Los daños causados por el huracán Félix constituyen la mayor catástrofe ambiental de la historia de Nicaragua. Fueron afectadas 1.3 millones hectáreas de bosques, causó invaluables daños en la fauna, clima y recursos hídricos, pérdidas enormes en los suelos; en resumen, inmensos daños a la vida, al futuro y al medio ambiente. De esa masa boscosa, 477 mil hectáreas fueron arrasadas, y con ello se perdió también una rica biodiversidad y ecosistema de vida, 500 mil fueron afectadas en un 50% y las restantes 323 mil hectáreas fueron dañadas en un 25%. Más de 15 millones de metros cúbicos de madera en rollo se encuentran derribados, creando verdaderos amasijos de árboles en algunas áreas, que dificultan la movilización y constituyen un enorme potencial para múltiples incendios forestales de verano, y plagas que pueden agravar los efectos medioambientales.
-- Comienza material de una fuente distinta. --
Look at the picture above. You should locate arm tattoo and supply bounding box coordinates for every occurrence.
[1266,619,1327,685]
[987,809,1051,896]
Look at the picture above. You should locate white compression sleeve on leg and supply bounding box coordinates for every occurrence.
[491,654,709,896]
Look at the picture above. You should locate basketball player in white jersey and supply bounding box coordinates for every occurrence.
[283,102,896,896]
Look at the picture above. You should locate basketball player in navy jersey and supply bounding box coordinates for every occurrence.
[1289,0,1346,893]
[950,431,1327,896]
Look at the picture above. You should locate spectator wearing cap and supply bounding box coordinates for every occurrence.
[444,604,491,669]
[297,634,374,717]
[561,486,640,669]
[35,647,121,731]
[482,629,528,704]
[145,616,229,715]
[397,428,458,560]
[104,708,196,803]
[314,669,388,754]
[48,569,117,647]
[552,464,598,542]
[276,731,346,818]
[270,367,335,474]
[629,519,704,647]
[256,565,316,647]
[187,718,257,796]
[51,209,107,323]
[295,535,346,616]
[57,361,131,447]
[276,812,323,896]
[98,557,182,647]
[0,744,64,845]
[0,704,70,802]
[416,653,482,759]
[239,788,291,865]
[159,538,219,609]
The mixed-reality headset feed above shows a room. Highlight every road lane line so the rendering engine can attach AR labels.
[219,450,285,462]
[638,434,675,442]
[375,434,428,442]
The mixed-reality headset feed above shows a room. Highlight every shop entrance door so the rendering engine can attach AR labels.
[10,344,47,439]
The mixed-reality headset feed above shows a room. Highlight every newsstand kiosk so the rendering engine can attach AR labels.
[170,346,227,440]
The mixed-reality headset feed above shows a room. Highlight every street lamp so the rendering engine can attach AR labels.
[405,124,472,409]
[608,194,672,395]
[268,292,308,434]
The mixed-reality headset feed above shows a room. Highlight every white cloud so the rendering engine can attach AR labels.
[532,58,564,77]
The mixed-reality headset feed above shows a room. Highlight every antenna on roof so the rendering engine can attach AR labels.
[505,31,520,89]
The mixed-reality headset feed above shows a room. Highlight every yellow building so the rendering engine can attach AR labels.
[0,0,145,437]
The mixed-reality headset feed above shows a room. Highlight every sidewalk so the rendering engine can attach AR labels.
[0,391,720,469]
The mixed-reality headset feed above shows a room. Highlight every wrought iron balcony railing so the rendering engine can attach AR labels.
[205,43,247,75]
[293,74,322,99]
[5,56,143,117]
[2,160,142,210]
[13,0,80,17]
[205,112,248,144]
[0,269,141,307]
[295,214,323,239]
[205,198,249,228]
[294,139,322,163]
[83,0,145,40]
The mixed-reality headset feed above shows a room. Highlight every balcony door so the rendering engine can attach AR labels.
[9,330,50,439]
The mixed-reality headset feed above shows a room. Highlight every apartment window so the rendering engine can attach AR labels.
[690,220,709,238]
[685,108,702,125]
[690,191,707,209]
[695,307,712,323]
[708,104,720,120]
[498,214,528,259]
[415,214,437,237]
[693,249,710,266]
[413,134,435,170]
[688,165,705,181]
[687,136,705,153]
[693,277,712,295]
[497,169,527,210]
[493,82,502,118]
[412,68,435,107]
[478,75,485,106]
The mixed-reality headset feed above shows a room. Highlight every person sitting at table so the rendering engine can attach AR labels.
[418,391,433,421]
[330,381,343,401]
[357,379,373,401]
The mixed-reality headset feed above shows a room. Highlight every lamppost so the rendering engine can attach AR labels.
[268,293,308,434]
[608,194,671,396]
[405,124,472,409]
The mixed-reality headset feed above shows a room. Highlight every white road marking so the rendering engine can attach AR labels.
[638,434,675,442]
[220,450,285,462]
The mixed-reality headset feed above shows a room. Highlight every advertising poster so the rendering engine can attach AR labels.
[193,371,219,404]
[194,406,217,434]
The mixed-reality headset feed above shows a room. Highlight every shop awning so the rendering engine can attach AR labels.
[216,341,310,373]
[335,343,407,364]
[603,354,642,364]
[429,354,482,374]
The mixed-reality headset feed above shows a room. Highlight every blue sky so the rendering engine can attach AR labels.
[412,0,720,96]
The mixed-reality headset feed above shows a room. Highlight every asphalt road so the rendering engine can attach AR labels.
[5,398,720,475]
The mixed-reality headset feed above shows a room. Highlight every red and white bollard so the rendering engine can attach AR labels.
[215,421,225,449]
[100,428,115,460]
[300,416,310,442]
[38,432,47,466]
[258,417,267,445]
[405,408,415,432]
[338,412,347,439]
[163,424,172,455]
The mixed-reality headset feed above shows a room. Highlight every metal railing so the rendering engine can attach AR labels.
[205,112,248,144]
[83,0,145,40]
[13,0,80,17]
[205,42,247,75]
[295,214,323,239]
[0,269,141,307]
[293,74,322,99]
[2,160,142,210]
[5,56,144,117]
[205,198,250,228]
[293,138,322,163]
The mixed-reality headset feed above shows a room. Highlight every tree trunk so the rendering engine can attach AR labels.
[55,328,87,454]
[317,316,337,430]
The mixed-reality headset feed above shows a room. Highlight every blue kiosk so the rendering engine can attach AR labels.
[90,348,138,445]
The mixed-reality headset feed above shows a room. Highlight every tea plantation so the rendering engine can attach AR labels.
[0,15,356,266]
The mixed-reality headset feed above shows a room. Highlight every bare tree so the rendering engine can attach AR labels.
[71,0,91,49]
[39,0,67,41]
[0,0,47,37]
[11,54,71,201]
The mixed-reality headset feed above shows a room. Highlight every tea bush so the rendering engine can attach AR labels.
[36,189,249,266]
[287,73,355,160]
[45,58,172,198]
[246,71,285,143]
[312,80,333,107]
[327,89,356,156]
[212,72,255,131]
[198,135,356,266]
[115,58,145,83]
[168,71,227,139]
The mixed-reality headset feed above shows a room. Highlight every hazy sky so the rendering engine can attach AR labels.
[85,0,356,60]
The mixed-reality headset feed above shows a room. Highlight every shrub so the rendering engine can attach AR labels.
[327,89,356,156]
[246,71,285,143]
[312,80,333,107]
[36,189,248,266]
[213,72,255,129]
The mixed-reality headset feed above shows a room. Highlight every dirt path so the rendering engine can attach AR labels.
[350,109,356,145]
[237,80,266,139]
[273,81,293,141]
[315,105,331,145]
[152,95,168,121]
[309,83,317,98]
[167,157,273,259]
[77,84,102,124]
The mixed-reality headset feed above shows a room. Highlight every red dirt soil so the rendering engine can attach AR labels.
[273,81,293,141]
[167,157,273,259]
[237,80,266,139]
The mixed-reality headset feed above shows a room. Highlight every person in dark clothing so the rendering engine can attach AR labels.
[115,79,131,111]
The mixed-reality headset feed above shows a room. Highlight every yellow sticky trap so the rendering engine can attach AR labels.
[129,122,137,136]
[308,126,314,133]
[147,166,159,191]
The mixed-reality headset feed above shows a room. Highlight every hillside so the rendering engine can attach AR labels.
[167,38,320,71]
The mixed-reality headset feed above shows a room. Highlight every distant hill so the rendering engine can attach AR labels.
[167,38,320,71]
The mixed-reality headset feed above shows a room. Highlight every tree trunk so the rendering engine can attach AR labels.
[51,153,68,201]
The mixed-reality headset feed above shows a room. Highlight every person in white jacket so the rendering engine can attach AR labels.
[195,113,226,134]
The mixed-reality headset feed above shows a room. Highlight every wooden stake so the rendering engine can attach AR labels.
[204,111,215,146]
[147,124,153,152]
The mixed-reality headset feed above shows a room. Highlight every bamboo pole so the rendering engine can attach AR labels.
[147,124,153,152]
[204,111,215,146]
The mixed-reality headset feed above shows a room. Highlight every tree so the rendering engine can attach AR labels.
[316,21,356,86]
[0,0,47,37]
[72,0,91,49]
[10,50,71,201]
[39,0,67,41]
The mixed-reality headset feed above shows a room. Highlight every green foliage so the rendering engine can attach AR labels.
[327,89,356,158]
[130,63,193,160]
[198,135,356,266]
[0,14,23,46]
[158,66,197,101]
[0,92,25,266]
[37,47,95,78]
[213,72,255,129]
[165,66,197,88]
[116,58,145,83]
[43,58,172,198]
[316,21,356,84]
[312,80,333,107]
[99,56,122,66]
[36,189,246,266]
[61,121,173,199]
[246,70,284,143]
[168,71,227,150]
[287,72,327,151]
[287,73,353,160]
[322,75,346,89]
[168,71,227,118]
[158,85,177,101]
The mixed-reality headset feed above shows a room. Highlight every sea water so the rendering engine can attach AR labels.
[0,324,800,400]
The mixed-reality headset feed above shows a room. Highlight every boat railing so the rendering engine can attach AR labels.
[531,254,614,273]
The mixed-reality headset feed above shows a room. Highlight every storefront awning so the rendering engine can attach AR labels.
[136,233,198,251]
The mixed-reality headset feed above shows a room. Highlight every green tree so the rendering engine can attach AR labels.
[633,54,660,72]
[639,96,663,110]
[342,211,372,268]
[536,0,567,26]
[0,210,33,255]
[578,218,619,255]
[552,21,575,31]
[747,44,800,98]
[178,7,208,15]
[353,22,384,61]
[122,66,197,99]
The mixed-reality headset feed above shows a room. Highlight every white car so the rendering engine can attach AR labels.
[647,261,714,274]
Me solidarizo ante la pérdida de más de 300 vidas valiosas, y ojalá se encuentren las decenas de desaparecidos reportados. El Gobierno ha realizado importantes esfuerzos y se ha comprometido en la reconstrucción de la infraestructura, especialmente en más de 20,000 viviendas destruidas o afectadas, 60 iglesias, 107 escuelas y 43 centros de salud, en la rehabilitación de carreteras y puentes, así como en neutralizar los efectos de la pérdida de más de 85,000 hectáreas de cultivos agrícolas tradicionales y no tradicionales, más de 40,000 cabezas de ganado, casi tres cuartas partes de las aves, animales porcinos, más de 1,000 embarcaciones pequeñas dañadas, y gran parte de los equipos para pesca.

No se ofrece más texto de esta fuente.